- Umm Walad Location within Syria
- Coordinates: 32°39′28″N 36°25′55″E﻿ / ﻿32.65778°N 36.43194°E
- PAL: 284/229
- Country: Syria
- Governorate: Daraa Governorate
- District: Daraa District
- Nahiyah: al-Musayfirah

Population (2004 census)
- • Total: 7,547
- Time zone: UTC+3 (AST)

= Umm Walad =

Umm Walad (أم ولد, also spelled Om Walad) is a town in southern Syria, administratively part of the Daraa Governorate, located east of Daraa in the Hauran region. Nearby localities include Ira to the southeast, Jabab to the south, al-Musayfirah to the southwest, al-Karak to the northwest, al-Thaalah to the north and al-Suwayda to the northeast. According to the Syria Central Bureau of Statistics (CBS), Umm Walad had a population of 7,547 in the 2004 census. Its inhabitants are predominantly Sunni Muslim Bedouins.

==History==
In 1838, Um Wulad was noted as a Muslim village, situated "the Nukra, east of Al-Shaykh Maskin".

Sometime between 1862 and 1867, Druze migrants from Mount Lebanon settled in Umm Walad. However, by 1883 there was no longer a Druze presence. On 26 January 1881, as part of a Druze rebellion against Ottoman authorities, Umm Walad was attacked by Druze fighters. The attacks on Umm Walad and the massacre of Muslims at nearby al-Karak sparked popular anger among the Muslims of Hauran and the al-Midan neighborhood of Damascus, which was involved in the conflict.

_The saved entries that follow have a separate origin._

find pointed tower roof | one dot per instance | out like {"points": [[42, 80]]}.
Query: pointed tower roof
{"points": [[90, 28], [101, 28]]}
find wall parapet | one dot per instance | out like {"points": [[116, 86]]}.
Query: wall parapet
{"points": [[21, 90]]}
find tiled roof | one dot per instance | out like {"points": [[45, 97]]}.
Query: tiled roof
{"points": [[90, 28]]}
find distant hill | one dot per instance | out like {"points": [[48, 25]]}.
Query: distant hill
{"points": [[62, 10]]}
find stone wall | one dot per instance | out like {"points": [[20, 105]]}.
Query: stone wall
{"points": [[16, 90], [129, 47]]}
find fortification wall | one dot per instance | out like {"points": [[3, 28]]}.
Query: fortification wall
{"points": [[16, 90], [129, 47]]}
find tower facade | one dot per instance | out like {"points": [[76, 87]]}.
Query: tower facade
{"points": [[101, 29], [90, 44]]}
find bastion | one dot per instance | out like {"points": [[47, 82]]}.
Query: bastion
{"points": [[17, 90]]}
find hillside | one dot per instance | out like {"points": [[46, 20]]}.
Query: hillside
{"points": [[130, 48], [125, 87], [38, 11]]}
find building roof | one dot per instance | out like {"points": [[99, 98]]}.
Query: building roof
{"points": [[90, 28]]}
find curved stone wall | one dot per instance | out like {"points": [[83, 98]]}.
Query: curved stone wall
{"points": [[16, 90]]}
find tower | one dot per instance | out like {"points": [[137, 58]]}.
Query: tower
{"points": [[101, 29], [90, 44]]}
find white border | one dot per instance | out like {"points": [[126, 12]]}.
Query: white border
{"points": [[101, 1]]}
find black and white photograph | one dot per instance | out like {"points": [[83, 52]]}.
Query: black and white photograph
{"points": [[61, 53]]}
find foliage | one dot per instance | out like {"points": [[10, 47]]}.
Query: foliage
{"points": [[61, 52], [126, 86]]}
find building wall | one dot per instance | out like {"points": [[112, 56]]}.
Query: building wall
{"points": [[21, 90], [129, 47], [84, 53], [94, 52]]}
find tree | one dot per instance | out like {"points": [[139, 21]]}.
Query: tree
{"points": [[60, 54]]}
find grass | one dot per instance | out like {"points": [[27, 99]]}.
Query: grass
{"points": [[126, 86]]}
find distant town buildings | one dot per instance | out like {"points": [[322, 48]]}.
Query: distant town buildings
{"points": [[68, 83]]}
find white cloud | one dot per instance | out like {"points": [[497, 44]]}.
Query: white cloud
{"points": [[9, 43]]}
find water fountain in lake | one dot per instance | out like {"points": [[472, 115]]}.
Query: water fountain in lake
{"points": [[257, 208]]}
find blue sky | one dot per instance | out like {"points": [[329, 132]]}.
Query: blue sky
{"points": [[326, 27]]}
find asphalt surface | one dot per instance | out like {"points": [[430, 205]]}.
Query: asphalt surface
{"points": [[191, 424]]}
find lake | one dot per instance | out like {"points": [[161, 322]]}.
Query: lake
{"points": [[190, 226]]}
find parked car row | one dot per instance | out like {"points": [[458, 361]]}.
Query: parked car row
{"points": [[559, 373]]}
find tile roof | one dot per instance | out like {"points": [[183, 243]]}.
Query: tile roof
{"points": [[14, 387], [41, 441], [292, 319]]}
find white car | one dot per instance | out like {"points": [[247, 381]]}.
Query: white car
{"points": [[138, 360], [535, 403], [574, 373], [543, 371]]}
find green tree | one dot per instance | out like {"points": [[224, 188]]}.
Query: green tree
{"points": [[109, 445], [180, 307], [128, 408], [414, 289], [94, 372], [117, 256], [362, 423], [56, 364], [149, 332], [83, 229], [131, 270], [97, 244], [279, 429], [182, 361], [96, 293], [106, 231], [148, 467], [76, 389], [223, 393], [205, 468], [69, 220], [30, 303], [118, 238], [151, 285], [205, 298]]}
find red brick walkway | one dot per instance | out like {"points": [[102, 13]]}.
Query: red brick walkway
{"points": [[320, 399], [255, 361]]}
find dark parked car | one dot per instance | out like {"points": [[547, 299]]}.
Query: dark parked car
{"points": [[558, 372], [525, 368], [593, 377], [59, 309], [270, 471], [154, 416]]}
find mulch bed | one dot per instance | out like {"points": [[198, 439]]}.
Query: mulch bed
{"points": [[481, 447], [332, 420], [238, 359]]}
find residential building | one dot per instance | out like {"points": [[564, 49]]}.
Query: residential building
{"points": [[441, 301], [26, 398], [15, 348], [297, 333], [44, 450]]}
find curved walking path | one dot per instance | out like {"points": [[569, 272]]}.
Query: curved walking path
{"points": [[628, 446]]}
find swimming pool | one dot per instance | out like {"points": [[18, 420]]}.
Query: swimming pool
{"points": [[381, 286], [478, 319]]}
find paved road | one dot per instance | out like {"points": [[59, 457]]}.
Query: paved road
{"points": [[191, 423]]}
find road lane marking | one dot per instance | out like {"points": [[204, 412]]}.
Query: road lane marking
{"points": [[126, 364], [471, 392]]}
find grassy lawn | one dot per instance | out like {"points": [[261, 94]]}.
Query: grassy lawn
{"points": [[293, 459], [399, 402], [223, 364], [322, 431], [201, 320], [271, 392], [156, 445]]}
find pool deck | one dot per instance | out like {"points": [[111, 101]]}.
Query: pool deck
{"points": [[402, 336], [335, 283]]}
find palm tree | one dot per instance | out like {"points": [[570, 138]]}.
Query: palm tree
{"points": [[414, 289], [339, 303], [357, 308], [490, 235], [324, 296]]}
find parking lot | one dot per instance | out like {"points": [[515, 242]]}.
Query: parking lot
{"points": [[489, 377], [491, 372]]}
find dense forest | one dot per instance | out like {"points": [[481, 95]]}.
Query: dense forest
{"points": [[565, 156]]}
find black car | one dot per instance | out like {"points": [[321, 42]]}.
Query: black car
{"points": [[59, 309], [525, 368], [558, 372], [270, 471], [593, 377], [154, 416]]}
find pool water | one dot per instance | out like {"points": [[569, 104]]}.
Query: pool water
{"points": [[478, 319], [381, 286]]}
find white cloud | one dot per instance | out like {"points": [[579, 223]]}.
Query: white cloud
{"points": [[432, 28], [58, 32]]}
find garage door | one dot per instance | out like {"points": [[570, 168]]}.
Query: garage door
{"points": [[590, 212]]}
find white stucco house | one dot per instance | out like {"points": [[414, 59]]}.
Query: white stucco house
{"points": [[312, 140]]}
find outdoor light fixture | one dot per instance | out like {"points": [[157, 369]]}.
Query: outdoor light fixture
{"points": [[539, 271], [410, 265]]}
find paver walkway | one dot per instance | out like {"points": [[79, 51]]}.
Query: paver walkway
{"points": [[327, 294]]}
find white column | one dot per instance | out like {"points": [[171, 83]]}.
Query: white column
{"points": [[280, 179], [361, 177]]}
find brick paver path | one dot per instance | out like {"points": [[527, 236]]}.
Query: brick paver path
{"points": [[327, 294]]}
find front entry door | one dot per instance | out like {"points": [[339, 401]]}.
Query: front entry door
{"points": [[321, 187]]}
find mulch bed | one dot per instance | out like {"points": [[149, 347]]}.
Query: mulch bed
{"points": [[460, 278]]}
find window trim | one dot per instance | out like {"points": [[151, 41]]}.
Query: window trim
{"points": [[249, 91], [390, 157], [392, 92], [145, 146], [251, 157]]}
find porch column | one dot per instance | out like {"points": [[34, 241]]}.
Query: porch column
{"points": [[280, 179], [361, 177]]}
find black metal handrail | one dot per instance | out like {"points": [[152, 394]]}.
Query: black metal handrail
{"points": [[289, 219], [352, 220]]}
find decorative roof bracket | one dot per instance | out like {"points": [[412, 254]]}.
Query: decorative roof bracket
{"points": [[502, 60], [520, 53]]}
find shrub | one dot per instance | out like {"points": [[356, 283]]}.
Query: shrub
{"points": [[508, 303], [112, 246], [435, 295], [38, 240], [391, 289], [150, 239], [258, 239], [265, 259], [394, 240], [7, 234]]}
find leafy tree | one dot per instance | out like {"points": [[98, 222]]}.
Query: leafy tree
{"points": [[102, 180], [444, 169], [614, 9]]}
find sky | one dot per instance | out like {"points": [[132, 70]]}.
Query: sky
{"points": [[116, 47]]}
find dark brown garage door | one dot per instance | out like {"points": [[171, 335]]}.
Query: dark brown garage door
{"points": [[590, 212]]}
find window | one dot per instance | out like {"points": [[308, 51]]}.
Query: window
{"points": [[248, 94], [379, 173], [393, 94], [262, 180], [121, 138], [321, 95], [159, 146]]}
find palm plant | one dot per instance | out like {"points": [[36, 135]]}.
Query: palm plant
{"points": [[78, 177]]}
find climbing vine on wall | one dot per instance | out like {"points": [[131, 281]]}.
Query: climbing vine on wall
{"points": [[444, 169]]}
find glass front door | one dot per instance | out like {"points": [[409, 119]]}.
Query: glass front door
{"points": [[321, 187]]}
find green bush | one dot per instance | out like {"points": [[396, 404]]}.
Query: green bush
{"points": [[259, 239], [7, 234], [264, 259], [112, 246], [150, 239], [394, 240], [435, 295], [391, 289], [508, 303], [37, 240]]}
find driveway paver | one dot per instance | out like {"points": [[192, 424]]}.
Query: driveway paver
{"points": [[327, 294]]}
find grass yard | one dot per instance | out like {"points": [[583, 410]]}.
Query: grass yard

The Ottoman authorities in Damascus were ordered by the government in Istanbul to peacefully resolve the situation. As a result, an Ottoman commission reached an agreement with the Druze that stipulated the abandonment of arrest warrants against wanted Druze individuals, the collective Druze payment of blood money to the Muslim victims of Hauran, and a warning to the Muslims of the area to refrain from provoking the Druze.

In August 1925, following the French defeat at the Battle of al-Mazraa, part of the Great Syrian Revolt against French Mandate rule, negotiations between the Druze and the French Mandate authorities took place at Umm Walad. At the conclusion of the talks, an exchange of prisoners also took place in the village amid Druze celebrations.

On 29 June 2018, the Syrian army occupied the town.